Ms. Ezekwesili also cited a Bank-funded public works project for, among other advantages, creating 3,500 jobs (17 percent of them for women). The project has also helped pave 55 kilometers of road, lay 335 kilometers of pipes for safe water, and build six health centers and 230 schools.
On Saturday President Pierre Nkurunziza recommitted to ‘zero tolerance’ for corruption in Burundi. The head of state promised during an audience with Ms. Ezekwesili to send a strong signal in that regard by seeing to it that well-known cases of alleged corruption that are pending will be prosecuted.
Ms. Ezekwesili urged Burundian authorities to apply principles of sound governance, transparency and accountability reforms to ensure that the country’s budget devotes resources to fund crucial social and economic development projects that benefit the poorest and the most vulnerable, including women, youth, as well as the rural and urban poor.
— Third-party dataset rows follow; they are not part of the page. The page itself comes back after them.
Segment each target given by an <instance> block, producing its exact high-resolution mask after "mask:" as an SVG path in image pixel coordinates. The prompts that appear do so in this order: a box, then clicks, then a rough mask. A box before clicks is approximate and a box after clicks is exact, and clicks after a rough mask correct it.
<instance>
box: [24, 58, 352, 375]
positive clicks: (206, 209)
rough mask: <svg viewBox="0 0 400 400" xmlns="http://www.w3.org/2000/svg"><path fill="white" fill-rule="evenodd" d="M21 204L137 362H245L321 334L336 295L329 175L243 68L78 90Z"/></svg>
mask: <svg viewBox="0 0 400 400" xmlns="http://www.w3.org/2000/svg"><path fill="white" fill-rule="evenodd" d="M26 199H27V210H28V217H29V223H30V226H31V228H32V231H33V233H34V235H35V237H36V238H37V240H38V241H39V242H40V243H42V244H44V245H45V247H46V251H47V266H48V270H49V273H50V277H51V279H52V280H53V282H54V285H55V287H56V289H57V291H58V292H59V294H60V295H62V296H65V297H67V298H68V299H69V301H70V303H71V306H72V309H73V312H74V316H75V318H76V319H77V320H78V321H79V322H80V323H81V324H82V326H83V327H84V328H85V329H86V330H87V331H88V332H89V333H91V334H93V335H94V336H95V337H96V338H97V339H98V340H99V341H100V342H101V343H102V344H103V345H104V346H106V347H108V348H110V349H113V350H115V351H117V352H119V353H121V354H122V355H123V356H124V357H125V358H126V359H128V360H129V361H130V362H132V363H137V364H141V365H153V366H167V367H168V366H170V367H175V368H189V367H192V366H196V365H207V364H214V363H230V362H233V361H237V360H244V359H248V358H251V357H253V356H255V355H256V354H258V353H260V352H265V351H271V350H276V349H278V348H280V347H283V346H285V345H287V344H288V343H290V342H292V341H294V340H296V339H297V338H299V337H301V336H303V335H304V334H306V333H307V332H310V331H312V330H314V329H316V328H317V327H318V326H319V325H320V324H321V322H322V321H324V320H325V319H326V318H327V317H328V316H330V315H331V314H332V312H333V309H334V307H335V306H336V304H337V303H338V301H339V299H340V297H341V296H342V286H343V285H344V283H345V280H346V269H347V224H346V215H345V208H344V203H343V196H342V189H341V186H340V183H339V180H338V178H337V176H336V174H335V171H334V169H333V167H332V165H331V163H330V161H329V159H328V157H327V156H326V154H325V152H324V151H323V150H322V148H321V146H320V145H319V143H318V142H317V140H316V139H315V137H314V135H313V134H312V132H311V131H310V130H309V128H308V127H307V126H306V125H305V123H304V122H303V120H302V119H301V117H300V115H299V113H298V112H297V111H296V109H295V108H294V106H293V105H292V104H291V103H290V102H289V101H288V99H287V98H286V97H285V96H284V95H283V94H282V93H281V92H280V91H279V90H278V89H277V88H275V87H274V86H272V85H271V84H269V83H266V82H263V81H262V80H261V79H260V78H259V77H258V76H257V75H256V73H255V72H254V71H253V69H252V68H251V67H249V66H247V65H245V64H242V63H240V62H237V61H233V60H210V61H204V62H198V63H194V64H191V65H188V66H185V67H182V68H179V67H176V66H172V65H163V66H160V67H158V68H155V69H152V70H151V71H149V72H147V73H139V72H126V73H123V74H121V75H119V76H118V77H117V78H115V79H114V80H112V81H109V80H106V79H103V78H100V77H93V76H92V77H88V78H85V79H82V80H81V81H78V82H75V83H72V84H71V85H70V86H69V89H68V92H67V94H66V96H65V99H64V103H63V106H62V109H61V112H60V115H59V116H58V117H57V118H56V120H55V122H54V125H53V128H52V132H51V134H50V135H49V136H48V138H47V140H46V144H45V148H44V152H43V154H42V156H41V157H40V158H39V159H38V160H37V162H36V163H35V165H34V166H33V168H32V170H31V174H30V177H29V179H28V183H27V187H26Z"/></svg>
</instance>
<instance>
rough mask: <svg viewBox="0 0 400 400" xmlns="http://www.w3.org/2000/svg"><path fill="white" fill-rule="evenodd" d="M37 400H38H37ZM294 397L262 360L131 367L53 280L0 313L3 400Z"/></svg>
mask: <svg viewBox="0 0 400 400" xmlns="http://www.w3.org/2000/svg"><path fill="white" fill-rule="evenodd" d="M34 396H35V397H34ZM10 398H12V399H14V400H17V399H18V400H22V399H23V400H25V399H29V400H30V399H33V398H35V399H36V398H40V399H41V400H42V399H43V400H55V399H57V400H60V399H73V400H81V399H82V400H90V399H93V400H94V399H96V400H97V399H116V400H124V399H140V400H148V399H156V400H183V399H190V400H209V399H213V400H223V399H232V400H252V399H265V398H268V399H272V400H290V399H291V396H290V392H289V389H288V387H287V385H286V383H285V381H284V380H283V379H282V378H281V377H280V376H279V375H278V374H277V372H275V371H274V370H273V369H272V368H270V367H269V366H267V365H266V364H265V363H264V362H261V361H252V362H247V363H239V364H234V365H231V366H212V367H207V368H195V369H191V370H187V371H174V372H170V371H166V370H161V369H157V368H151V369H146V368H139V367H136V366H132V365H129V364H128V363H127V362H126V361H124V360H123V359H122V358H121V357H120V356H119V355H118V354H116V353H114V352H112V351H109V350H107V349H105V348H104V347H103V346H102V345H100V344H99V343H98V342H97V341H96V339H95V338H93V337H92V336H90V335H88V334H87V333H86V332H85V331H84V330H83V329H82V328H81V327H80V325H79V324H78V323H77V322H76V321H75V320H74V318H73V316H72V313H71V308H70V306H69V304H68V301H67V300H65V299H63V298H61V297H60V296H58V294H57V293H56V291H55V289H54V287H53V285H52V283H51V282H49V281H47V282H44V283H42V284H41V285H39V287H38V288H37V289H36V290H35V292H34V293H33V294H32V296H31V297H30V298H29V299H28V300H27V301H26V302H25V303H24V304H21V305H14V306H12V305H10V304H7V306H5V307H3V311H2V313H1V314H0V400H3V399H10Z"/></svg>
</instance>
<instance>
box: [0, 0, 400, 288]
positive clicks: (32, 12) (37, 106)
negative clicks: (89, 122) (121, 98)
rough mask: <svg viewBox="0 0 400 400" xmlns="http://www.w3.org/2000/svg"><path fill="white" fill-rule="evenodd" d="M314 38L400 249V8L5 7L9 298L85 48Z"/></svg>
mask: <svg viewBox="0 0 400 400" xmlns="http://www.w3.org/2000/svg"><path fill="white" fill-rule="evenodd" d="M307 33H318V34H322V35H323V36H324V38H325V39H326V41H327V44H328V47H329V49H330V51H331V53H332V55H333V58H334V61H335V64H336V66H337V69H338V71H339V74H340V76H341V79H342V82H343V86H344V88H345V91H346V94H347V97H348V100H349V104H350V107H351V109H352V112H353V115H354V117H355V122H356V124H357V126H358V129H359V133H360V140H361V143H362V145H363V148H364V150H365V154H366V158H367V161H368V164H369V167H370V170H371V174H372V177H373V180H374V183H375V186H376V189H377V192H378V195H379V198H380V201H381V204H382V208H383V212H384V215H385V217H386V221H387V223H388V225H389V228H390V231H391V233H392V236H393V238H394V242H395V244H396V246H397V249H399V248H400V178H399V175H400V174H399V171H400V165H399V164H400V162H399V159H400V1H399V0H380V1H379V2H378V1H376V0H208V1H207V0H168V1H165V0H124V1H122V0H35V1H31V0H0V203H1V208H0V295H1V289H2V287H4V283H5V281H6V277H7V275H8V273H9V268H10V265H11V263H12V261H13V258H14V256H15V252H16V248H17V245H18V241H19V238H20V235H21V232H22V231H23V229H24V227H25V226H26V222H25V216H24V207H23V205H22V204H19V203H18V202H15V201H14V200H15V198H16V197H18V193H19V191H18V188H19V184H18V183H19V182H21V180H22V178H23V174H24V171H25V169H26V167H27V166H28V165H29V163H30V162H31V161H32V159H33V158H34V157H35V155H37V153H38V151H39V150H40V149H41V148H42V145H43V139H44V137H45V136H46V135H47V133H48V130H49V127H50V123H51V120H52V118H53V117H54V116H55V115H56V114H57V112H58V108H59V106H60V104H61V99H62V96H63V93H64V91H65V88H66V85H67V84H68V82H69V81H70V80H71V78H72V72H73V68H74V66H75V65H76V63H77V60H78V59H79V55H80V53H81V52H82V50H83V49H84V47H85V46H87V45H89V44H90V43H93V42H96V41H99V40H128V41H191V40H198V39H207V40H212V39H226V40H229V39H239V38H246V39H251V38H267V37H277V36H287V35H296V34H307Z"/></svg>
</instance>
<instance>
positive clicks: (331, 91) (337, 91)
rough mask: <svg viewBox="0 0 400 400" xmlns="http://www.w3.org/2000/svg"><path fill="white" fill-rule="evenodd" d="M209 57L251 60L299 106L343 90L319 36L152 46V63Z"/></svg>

She urged authorities to draw lessons from results achieved by Bank-funded projects in the country. The World Bank, she explained, hopes to reach a results-based financing option for the health sector in Burundi, where so far such programs have been initiated only in the education and agriculture sectors.
More investments, she said, are also needed in priority areas such as energy, transport, and agriculture, which offer Burundi a comparative advantage and could be fueled by special access to financing programs.
Ms. Ezekwesili’s visit to Burundi is part of a four-nation, 12-day trip that started in Rwanda and is expected to close with two more stops in Botswana and Lesotho. It is aimed at re-focusing attention on the investment opportunities that Africa’s fragile, conflict-affected and land-locked countries offer.
In Burundi, Ms. Ezekwesili encouraged coastal African countries to adopt transit and trade policies, as well as cross-border infrastructure investments that can transform erstwhile “land-locked” countries into “land-linked” ones.
Ms. Ezekwesili’s visit comes as Burundi is evaluating progress achieved under its first Poverty Reduction Strategy (PRSP) and on the eve of consultations to design PRSP-II.
During the press conference Sunday, she urged the government to ensure that PRSP-II will be private sector-focused, and that it is designed after consultation with citizens, local communities, civil society and media.